Breaking: H&H Bagels Owner Indicted for Stealing Withholding Taxes and Unemployment Insurance Tax Evasion
Ty Hewitt/New York Magazine
Earlier this afternoon, Manhattan District Attorney Robert Morgenthau announced the arrest and indictment of Helmer Toro, the owner of H&H Bagels, for stealing withholding taxes and evading unemployment insurance tax in connection with his wholesale and retail business. Toro, 59, was born in Puerto Rico and opened his store at Broadway and 80th Street in 1972. He's scheduled to be arraigned in State Supreme Court today. This is the latest in a string of tax-related problems for the bakery: back in May, both of its locations were closed temporarily by the tax man. The full release from the DA's office is after the jump.
Manhattan District Attorney Robert M. Morgenthau announced the indictment and arrest of the owner of H & H Bagels for stealing withholding taxes and evading unemployment insurance tax in connection with his wholesale and retail bagel business.
The defendant, HELMER TORO, 59, has been indicted on charges of grand larceny, offering a false instrument for filing and violating the labor law through unemployment insurance tax rate manipulation. The crimes charged in the indictment occurred between July 31, 2003 and April 24, 2009.
H & H Bagels operates a retail business at its original location on 2239 Broadway on the West side near 80th Street and its flagship baking location at 639 West 46th Street near 12th Avenue. The investigation leading to today's indictment and arrest revealed that TORO collected but failed to pay $369,318.77 withheld from the payroll of the employees of his bagel business.

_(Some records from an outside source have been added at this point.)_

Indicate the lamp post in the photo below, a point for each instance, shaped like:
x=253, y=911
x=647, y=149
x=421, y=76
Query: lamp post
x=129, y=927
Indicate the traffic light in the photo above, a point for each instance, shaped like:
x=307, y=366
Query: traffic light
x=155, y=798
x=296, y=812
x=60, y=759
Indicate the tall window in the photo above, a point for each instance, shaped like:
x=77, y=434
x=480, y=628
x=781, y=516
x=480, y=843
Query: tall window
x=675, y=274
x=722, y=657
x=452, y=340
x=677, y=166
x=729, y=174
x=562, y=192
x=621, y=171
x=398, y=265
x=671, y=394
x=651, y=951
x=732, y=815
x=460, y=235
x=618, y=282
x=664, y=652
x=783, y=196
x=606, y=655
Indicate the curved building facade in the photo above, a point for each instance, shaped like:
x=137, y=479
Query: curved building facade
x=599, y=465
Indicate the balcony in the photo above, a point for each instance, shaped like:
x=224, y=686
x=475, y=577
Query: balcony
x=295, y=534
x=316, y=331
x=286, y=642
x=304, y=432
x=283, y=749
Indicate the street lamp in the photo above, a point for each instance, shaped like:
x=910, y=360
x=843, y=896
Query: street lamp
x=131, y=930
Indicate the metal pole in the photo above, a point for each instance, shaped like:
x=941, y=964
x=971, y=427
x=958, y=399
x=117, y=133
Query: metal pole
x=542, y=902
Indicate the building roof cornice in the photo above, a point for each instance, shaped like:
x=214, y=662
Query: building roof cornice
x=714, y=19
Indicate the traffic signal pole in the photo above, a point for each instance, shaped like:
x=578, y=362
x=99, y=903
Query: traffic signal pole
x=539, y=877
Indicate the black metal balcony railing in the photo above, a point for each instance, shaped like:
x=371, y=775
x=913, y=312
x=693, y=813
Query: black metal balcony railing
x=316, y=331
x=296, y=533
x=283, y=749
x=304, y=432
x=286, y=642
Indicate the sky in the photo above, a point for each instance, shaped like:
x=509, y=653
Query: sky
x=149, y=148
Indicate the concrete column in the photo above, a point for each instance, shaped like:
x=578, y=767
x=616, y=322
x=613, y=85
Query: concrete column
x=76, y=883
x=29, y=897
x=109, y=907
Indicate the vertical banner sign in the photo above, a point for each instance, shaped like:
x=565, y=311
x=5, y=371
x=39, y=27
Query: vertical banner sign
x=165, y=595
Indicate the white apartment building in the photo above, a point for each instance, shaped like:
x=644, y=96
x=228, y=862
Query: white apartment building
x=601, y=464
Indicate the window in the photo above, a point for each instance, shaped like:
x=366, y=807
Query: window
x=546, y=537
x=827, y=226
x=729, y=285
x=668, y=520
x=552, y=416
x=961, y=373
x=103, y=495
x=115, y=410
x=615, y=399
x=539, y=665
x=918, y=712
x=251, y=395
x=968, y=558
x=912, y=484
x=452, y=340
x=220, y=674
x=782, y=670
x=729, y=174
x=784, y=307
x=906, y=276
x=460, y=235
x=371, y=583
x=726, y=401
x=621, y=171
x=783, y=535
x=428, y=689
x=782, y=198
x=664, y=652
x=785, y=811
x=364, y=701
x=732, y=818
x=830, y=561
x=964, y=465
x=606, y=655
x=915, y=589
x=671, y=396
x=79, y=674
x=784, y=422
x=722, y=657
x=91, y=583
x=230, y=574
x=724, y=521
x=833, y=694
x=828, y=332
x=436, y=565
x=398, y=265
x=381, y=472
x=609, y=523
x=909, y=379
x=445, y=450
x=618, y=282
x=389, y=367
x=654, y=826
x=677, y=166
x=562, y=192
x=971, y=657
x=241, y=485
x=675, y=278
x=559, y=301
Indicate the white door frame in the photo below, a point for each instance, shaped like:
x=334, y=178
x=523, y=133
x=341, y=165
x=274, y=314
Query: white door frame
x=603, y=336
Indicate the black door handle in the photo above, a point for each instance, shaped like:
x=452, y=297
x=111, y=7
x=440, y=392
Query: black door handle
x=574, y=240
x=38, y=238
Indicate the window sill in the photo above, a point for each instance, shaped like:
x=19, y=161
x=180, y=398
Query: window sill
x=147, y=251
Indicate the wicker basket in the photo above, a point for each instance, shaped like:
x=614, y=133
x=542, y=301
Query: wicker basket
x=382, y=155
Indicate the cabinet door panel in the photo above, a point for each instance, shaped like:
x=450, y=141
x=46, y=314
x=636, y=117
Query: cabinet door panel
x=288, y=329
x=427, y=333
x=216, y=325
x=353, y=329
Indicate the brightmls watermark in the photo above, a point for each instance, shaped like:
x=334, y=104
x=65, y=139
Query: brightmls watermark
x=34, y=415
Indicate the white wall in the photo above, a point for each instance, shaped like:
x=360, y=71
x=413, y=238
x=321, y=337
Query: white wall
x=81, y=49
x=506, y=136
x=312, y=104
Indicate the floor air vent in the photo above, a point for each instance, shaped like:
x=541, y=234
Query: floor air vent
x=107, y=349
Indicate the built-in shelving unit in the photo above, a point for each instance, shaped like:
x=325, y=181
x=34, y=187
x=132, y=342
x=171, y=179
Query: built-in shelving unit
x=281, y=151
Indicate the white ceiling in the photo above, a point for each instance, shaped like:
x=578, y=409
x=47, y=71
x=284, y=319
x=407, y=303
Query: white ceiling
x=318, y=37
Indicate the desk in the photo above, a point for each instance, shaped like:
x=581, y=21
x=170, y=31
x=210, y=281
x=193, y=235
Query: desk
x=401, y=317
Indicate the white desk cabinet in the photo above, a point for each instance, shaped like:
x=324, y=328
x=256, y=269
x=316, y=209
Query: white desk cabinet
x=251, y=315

The investigation further revealed that during the period of this indictment, TORO filed State and City withholding tax returns under six successive company names. Sporadically, TORO made nominal payments to the New York State Department of Taxation and Finance even though TORO knew he was obligated to turn over all withheld tax. Through shell companies, TORO committed unemployment insurance tax rate manipulation by transferring a large segment of his workforce from an existing business to a new business for the purpose of obtaining a lower unemployment insurance tax rate. Although TORO formed a new company, many of the same workers were being employed at the new company and he was able to therefore obtain an advantageous rate for his unemployment insurance payments to the trust fund operated by the New York State Department of Labor.
TORO has been indicted on five counts of Grand Larceny in the Second Degree, a class C felony; one count of Grand Larceny in the Third Degree, a class D felony; three counts of Offering a False Instrument for Filing in the First Degree, a class E felony; and two counts of a violation of Labor Law §581(7)(c)(5) (Unemployment Insurance Tax Rate Manipulation), a class E felony.
A class C felony is punishable by up to 5 to 15 years, a class D felony is punishable by up to 2 1/3 to 7 years, and a class E felony is punishable by up to 1 1/3 to 4 years, all in prison.
TORO is scheduled to be arraigned today in State Supreme Court, Part 59.
Mr. Morgenthau said, "This case is a wake up call to all employers who fail to fulfill their fiduciary obligation to pay over taxes withheld from their employee's salaries. It also demonstrates how tax evasion hurts our workers when an employer deliberately fails to contribute the appropriate amount into the unemployment insurance trust fund."
Today's indictment marks the first prosecution of unemployment insurance tax rate manipulation under the New York State Unemployment Tax Act (also known as the SUTA dumping statute) since it became effective on January 1, 2006, according to the Labor Department. In the past three years, as the Labor Department enhanced its detection program, it found 354 employers who had failed to report transfers of employees properly. These employers collectively owed in excess of $20 million in taxes.
Mr. Morgenthau thanked Acting Commissioner Jamie Woodward of the New York State Department of Taxation and Finance, and her staff in the Criminal Investigations Division and the High Volume Enforcement Unit, particularly Investigator George Bean and Auditor Mukaila Rabiu, and Commissioner M. Patricia Smith of the New York State Department of Labor and her staff.
Assistant District Attorneys Maurice Mathis and Gilda Mariani, Chief of the Money Laundering and Tax Crimes Unit, are handling the prosecution of this case with the assistance of several of the Unit's staff. The District Attorney's Office (NYPD) Office Squad assisted in the investigation, including Detective Robert Mistretta, under the supervision of Captain Ronald Haas.